The lab had an incredibly efficient, automatic ventilation system that was quickly sucking the smoke out of the air, and with that, visibility increased. The yeti prowled through a doorway in the direction of the howls, moans and shrieks that echoed out and into the lab. The lab, itself, was pristine with white walls, stainless steel counters and sinks, and expensive equipment.
“Open the cages.” Seth dropped the man back on his heels. Had there been only two men in the lab? A night staff of three, including the guard dead on the barn floor, would be enough to operate the lab in the quiet hours.
“They’ll kill us,” the man gasped.
Seth squeezed a pressure point in the man’s neck. “Or you can die slowly.” He released the pressure point. In three more seconds, it would have rendered the man unconscious.
Instead, the man moaned.
Seth gave him no time to consider. He grabbed his arm, twisted it behind his back, and marched the man through the doorway after the yeti.
The first cage was actually a pen that contained jackalopes.
“Open it,” Seth ordered.
Jackalopes—hares with antlers—were relatively safe, although a jackalope buck could inflict some nasty injuries. Still, the man wouldn’t be terrified of jackalopes, which meant he was more likely to obey Seth’s order. And resistance once broken was harder to resume.
The man fumbled and opened the door to the pen.
Seth watched the magic that released the door. It seemed to be an open-sesame spell, but tied to recognition of the man himself.
So he’s a wizard. Seth wo
uld have to watch the man, keeping the pressure on him so that he didn’t have time to resist or attack.
The next cage held a behemi, a flying pig. The wizard freed it readily enough. Had the safer, prey rather than predatory animals been kept nearer to the door?

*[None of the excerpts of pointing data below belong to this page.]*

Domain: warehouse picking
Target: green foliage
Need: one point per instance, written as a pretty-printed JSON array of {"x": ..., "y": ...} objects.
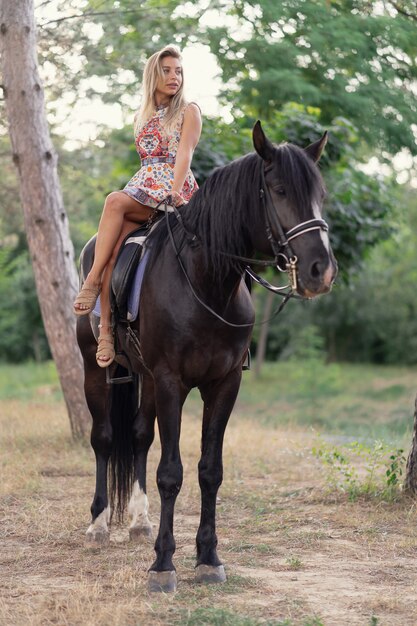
[
  {"x": 379, "y": 475},
  {"x": 337, "y": 56},
  {"x": 21, "y": 330}
]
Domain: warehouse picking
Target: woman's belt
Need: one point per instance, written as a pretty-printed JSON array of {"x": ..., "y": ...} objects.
[{"x": 151, "y": 160}]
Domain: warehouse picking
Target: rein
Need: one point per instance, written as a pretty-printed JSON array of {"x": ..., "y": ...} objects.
[{"x": 273, "y": 224}]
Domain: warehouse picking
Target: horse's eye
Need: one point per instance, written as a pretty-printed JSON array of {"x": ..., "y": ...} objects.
[{"x": 280, "y": 191}]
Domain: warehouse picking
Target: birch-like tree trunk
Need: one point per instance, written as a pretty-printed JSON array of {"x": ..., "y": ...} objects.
[
  {"x": 46, "y": 222},
  {"x": 410, "y": 482}
]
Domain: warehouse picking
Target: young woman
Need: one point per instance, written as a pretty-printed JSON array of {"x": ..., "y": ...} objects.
[{"x": 167, "y": 130}]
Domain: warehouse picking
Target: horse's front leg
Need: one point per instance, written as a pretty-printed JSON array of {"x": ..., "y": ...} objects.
[
  {"x": 96, "y": 393},
  {"x": 219, "y": 399},
  {"x": 143, "y": 435},
  {"x": 170, "y": 396}
]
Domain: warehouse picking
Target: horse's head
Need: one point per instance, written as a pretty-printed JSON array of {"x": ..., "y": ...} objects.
[{"x": 293, "y": 193}]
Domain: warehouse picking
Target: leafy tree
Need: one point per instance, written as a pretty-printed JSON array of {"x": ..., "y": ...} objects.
[{"x": 354, "y": 58}]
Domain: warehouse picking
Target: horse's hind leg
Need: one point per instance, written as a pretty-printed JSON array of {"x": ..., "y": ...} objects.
[
  {"x": 219, "y": 399},
  {"x": 96, "y": 393},
  {"x": 143, "y": 435}
]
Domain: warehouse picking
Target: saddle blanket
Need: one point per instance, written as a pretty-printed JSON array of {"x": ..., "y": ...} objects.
[{"x": 134, "y": 293}]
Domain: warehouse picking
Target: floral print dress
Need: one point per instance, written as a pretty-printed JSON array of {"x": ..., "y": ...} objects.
[{"x": 157, "y": 149}]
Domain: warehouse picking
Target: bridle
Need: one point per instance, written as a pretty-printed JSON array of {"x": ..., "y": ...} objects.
[{"x": 284, "y": 258}]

The behemi trotted out of the cage, butted Seth’s knee, then flew for the door.
The third cage held a croclyn, and the wizard’s steps dragged.
Seth gripped the man’s neck.
The wizard squealed at the implied threat of pain and death, and hurried to the cage door; only to flinch back into Seth as the yeti loomed from behind the cage.
“We need the wizard to open the cages,” Seth said. He might be able to break the spells that secured them, but only if he dropped the lockdown spell that the wizards in the house still attacked. “If you can communicate with any of those trapped, tell them.”
The yeti growled.
Seth shoved the wizard past the yeti to the door to the croclyn’s cage. The trembling wizard undid the spell, but didn’t open the door. Seth let it go. He pushed the wizard to the next cage, while the yeti opened the door behind them. A scratching sound of claws on concrete faded as the croclyn escaped.
A minotaurus, kappa, sphinxel, death worm and orang-bati were all freed in quick succession. The bunyip and shuck required more caution, but it was the ahuizotl that caused problems. It resembled a cross between a dog and a monkey with a dog’s head and three simian arms. It had a whippet’s skinny build and a monkey’s agility.
At the yeti’s snarl of warning, Seth turned in time to see the ahuizotl hurtle from the yeti’s shoulder, avoiding its grab and Seth’s own swiping motion, to land on the wizard’s shoulder and sink its long canine teeth into the man’s throat. Blood gushed out, the wizard falling dead to the floor as the ahuizotl avoided the yeti’s kick and ran shrieking triumphantly to the door. Its cry of vengeance satisfied faded into the distance.